Self-Supervised 3D Monocular Object Detection by Recycling Bounding Boxes
Sugirtha T, Sridevi M, Khailash Santhakumar, Hao Liu, B Ravi Kiran,, Thomas Gauthier, Senthil Yogamani

TL;DR
This paper introduces a self-supervised learning pretext task for monocular 3D object detection that recycles bounding boxes, leading to improved detection accuracy especially for low frequency classes.
Contribution
It pioneers the use of bounding box recycling as a self-supervised pretext task in monocular 3D detection, enhancing performance on imbalanced datasets.
Findings
2-3% improvement in mAP 3D and BEV scores with SSL
4-5% increase in ICFW metric for low frequency classes
Effective handling of foreground-background imbalance
Abstract
Modern object detection architectures are moving towards employing self-supervised learning (SSL) to improve performance detection with related pretext tasks. Pretext tasks for monocular 3D object detection have not yet been explored yet in literature.

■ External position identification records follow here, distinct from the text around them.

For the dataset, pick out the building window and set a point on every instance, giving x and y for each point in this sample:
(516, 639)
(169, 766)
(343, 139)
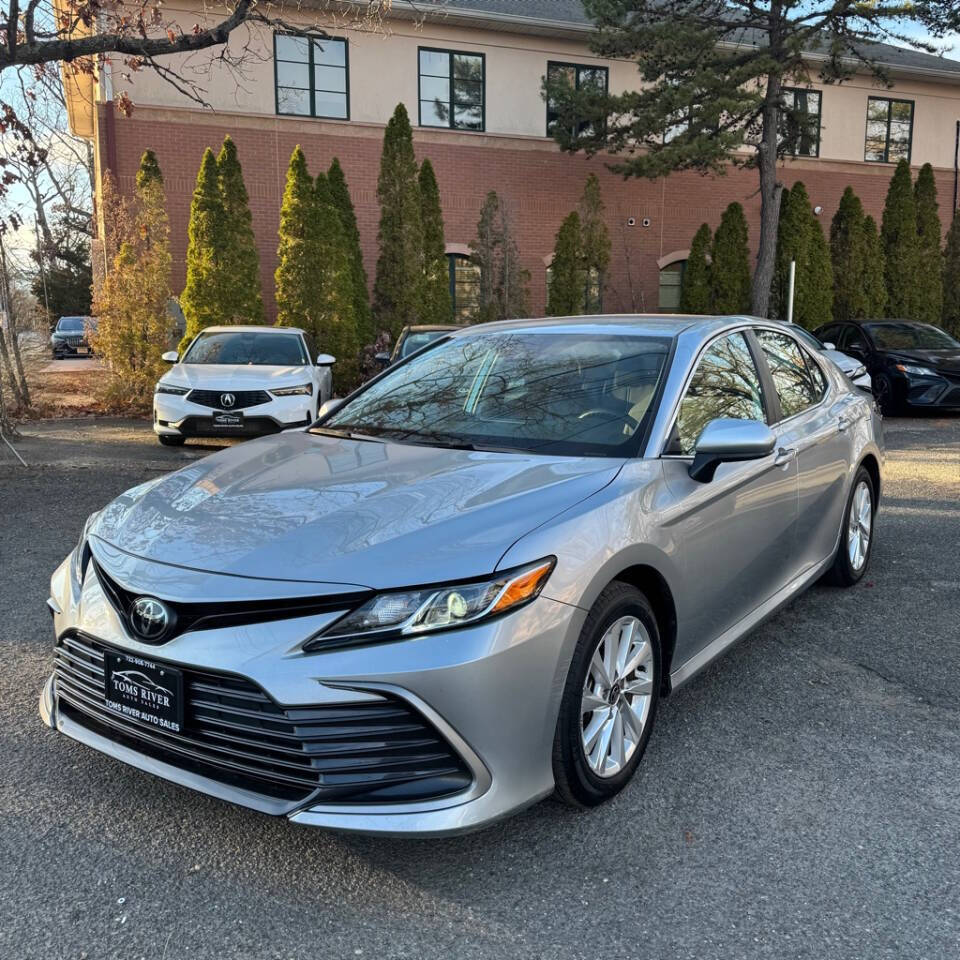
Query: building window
(671, 285)
(800, 123)
(579, 77)
(464, 287)
(451, 89)
(592, 291)
(312, 76)
(889, 130)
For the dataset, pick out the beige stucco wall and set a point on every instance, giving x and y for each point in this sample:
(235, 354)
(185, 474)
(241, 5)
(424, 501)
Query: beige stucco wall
(383, 71)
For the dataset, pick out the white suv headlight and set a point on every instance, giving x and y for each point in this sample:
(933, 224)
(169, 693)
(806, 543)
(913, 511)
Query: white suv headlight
(303, 389)
(402, 614)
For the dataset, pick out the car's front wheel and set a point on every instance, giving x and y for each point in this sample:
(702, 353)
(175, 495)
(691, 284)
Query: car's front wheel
(610, 698)
(856, 534)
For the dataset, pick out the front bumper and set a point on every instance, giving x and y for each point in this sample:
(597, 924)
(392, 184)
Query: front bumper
(491, 691)
(177, 416)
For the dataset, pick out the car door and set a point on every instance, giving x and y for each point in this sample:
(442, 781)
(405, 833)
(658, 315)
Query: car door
(735, 534)
(816, 421)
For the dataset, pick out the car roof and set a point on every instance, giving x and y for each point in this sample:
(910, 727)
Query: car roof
(657, 324)
(250, 328)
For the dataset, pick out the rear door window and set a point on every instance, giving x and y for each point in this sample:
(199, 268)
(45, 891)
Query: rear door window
(792, 378)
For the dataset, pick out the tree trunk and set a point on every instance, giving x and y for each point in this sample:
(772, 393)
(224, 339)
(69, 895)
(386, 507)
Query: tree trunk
(770, 192)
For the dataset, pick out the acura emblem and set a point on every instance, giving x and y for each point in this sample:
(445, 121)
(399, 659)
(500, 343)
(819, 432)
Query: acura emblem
(150, 618)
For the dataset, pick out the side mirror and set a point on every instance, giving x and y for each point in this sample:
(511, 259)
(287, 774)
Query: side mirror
(328, 407)
(730, 441)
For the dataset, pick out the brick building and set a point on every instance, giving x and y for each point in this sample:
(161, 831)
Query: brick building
(486, 58)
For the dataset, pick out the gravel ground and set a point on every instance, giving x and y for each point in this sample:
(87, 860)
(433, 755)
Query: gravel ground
(798, 799)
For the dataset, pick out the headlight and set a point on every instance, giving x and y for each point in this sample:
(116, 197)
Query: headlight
(81, 552)
(409, 613)
(304, 389)
(915, 371)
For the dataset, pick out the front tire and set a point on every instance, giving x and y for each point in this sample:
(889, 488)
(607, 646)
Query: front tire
(609, 699)
(856, 534)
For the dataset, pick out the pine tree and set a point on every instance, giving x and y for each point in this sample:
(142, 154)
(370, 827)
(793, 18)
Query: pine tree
(435, 302)
(149, 170)
(400, 264)
(730, 270)
(567, 276)
(929, 282)
(951, 278)
(340, 198)
(296, 287)
(874, 272)
(207, 285)
(898, 233)
(695, 292)
(595, 242)
(848, 253)
(241, 263)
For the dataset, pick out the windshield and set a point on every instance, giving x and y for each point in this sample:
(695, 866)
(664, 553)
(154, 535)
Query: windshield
(414, 341)
(910, 336)
(559, 393)
(256, 349)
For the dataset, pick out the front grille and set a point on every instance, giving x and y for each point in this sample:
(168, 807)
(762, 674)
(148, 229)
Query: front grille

The paper studies the application of established self-supervised bounding box recycling by labeling random windows as the pretext task. The classifier head of the 3D detector is trained to classify random windows containing different proportions of the ground truth objects, thus handling the foreground-background imbalance. We evaluate the pretext task using the RTM3D detection model as baseline, with and without the application of data augmentation. We demonstrate improvements of between 2-3 % in mAP 3D and 0.9-1.5 % BEV scores using SSL over the baseline scores. We propose the inverse class frequency re-weighted (ICFW) mAP score that…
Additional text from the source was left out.